Ravenous patience, September 30, 2012
Dionaea muscipula (Venus flytrap) is native to the sandy and peaty soils of bogs and wet savannas only in North and South Carolina. Its conservation status on the International Union for Conservation of Nature (IUCN) Red List is Vulnerable.

Kaelin has adored these plants since he first saw them in the 1986 PBS documentary Death Trap. Now he’s a serious student of carnivorous plants (he has named two Nepenthes cultivars) and gives lectures to promote conservation. He grows many varieties at home on Long Island under artificial light, and meticulously photographs them in gorgeous close-up.
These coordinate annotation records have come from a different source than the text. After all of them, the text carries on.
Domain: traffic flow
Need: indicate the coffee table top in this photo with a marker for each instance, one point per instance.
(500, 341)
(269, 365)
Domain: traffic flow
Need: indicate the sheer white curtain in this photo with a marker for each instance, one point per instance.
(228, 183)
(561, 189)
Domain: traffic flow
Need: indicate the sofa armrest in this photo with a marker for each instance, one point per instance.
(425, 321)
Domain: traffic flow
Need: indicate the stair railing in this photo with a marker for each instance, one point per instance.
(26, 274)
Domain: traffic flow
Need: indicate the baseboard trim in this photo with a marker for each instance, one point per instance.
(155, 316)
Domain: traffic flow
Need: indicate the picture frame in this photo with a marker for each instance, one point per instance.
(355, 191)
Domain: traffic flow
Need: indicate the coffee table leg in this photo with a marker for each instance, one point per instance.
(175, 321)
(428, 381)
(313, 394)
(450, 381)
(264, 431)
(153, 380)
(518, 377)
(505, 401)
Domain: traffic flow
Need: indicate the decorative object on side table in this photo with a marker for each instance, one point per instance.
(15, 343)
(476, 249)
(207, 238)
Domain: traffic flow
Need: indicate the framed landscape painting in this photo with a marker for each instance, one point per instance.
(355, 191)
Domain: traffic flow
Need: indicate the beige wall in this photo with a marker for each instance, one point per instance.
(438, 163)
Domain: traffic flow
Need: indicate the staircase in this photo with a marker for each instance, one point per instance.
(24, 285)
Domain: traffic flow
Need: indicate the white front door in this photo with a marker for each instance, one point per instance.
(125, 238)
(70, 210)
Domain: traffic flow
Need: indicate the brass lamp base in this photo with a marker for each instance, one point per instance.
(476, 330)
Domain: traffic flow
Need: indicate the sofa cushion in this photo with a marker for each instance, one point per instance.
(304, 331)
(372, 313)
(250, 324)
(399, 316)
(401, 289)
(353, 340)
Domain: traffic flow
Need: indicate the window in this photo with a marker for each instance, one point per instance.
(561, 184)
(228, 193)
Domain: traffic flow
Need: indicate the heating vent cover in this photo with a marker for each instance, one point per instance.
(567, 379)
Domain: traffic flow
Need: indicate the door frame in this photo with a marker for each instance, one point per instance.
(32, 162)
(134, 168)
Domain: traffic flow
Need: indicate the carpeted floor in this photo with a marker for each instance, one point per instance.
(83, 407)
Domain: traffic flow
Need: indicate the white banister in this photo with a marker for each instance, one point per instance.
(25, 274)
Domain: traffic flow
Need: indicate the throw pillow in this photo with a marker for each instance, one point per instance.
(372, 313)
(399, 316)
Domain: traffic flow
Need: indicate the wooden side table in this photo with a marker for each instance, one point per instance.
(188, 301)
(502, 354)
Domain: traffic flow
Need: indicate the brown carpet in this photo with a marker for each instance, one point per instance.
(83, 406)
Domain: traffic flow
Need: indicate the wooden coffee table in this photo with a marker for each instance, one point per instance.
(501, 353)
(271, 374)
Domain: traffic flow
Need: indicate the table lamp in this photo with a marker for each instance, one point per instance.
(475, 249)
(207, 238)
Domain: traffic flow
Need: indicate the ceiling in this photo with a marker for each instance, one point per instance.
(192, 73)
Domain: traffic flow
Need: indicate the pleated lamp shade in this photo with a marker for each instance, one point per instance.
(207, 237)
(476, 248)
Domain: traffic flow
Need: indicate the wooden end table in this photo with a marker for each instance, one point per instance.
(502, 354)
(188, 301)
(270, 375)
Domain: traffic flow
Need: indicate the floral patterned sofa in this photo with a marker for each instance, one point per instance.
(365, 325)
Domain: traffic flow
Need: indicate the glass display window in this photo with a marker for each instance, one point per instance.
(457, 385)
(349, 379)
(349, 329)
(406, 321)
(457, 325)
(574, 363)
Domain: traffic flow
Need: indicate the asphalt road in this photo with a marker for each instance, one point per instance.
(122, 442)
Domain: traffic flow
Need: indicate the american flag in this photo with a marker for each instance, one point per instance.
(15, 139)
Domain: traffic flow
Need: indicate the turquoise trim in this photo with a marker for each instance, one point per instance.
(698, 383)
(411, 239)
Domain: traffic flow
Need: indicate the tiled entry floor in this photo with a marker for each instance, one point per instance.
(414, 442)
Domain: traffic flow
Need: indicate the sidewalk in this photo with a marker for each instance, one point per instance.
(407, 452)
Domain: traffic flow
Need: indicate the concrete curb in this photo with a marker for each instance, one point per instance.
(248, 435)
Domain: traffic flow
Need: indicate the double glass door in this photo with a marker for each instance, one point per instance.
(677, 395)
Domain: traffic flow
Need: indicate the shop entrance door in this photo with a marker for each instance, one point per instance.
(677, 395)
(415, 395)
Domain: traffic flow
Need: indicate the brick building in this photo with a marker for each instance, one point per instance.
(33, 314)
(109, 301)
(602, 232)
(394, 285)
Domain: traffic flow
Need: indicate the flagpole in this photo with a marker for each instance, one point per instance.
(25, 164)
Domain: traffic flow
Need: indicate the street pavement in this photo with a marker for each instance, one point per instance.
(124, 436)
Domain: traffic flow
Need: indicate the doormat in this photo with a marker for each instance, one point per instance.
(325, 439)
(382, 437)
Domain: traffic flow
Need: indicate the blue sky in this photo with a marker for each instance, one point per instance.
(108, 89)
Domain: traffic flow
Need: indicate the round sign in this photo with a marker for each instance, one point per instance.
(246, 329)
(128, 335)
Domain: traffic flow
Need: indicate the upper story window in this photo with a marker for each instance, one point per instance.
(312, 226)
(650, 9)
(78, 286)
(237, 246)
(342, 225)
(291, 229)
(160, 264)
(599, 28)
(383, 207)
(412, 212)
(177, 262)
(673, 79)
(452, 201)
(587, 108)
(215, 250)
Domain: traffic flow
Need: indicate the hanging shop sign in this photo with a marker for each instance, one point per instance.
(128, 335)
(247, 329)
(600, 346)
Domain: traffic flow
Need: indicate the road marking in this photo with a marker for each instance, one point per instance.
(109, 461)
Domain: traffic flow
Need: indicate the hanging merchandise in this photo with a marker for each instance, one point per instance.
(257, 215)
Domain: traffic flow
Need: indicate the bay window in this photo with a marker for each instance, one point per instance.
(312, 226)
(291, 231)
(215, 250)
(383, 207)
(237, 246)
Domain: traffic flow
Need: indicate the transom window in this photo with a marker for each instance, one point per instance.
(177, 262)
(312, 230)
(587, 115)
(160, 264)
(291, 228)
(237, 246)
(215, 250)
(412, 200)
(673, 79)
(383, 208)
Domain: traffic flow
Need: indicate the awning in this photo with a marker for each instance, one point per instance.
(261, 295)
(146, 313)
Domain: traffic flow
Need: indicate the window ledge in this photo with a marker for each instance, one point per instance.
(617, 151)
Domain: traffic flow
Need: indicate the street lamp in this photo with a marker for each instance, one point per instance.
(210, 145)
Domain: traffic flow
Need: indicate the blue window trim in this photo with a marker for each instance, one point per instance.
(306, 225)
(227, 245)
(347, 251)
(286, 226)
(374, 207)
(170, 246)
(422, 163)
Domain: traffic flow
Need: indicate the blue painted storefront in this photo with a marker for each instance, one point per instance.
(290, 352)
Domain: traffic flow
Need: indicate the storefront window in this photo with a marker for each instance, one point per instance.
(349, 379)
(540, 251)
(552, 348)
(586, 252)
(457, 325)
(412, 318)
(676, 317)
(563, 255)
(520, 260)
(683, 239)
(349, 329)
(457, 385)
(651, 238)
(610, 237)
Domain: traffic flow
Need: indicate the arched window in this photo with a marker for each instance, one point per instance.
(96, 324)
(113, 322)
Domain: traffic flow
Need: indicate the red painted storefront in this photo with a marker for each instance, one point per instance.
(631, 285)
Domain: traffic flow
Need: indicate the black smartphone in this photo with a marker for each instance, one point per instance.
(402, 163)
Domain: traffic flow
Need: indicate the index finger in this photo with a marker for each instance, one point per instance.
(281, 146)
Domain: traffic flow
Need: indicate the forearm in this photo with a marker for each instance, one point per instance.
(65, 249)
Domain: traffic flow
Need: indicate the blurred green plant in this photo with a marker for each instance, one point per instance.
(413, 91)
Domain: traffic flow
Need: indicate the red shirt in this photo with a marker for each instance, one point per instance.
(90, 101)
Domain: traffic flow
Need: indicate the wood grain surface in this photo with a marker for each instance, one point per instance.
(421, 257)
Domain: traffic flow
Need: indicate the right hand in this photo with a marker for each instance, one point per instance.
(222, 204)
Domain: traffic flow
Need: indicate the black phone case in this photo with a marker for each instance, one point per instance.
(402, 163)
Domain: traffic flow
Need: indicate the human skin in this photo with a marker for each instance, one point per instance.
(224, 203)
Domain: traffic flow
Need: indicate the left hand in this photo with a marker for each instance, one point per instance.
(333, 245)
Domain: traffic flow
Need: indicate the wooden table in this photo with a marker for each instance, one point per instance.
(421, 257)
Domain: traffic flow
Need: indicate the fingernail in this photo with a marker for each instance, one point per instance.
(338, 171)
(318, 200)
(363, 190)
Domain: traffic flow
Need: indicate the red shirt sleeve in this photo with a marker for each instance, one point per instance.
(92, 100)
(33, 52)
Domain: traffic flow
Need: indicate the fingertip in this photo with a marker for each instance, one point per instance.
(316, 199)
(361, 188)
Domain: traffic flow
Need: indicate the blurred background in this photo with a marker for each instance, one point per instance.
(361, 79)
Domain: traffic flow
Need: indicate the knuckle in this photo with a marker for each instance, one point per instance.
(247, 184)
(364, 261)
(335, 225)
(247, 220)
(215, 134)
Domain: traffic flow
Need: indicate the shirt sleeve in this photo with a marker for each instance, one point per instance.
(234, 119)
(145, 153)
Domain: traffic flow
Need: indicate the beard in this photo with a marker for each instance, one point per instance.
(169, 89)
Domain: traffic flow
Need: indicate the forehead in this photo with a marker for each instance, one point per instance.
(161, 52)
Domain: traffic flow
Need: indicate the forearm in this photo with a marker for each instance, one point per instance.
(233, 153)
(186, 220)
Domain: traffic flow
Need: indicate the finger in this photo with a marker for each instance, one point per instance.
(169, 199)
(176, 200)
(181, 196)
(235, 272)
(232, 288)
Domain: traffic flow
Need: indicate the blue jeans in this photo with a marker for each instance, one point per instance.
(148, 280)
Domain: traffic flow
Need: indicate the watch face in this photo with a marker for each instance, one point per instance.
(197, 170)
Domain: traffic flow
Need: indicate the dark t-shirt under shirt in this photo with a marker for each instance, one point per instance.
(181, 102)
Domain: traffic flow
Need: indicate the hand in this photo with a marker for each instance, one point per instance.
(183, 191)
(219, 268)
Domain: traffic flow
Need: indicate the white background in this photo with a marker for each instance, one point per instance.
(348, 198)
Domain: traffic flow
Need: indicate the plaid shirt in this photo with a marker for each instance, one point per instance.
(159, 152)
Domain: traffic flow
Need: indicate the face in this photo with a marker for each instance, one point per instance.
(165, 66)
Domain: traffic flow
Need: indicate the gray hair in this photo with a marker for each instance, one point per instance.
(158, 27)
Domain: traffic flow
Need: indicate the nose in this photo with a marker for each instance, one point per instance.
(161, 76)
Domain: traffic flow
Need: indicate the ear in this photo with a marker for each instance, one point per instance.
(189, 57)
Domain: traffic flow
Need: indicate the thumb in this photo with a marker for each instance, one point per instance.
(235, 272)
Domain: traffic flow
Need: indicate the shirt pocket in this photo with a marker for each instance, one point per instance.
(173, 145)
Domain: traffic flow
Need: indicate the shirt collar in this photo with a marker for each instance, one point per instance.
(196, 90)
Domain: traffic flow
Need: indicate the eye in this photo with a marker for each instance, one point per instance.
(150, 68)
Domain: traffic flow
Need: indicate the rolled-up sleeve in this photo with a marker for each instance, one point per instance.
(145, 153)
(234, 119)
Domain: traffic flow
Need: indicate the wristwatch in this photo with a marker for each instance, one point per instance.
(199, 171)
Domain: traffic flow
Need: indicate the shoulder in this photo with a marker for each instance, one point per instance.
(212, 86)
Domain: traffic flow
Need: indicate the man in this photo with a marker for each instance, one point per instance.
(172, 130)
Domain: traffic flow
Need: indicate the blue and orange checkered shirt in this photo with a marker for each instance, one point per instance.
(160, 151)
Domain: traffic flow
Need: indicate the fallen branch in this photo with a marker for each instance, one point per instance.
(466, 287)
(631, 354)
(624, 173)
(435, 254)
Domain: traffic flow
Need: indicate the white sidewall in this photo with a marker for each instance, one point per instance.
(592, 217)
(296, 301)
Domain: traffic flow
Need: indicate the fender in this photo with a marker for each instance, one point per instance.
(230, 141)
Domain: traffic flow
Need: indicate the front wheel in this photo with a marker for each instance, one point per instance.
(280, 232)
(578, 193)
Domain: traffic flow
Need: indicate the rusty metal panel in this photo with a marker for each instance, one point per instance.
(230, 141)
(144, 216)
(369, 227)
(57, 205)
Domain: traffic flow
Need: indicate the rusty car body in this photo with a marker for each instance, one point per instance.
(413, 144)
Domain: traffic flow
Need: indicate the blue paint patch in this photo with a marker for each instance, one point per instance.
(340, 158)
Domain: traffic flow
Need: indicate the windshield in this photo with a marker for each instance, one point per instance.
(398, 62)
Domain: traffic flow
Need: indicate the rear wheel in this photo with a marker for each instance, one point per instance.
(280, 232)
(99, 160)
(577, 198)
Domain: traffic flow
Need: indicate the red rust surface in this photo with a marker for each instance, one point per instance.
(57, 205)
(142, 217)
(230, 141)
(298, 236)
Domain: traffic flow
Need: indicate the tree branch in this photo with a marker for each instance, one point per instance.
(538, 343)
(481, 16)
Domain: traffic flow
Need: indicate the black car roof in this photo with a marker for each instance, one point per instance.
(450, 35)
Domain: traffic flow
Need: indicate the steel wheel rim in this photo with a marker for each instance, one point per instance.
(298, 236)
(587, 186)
The result of this near-obsession is a book, The Sinister Beauty of Carnivorous Plants, published by Schiffer in 2016.

Scourge across the Plains of Hades, November 9, 2013
Nepenthes ‘H.R. Giger’ is a cultivar registered by Kaelin in 2015. It is an artificial hybrid of two tropical pitcher plant species, Nepenthes lowii, endemic to Borneo, and Nepenthes spectabilis, endemic to the Indonesian provinces of North Sumatra and Aceh.

Kaelin’s photos are not botanical studies that document plant structures; they are art, intended to generate a feeling in the viewer. He likes to give them ominous titles like “One Thousand Eyes Watching” and “Scourge across the Plains of Hades.” His theme, tackled by generations of artists, is the interplay of sex and death: “It’s the allure of the plant juxtaposed with predation,” he says. In the photos, the strong play of light and dark lends depth, intensity, and a touch of mystery: “You’re a visitor to an alien world.”

One Thousand Eyes Watching, October 26, 2010
Drosera capensis (cape sundew) occurs naturally on the southwestern Cape of South Africa in marshes, along streams, and in permanent seeps or damp areas of fynbos habitat. It is not considered threatened in its remote natural habitat.

Torches of Insanity Illuminate Us All, September 17, 2011
Sarracenia leucophylla (white pitcher plant) inhabits moist and low-nutrient longleaf pine savannas along the U.S. Gulf Coast. Due to wide-scale destruction of its habitat, and over-collection for commercial sales, its conservation status is Vulnerable on the IUCN Red List.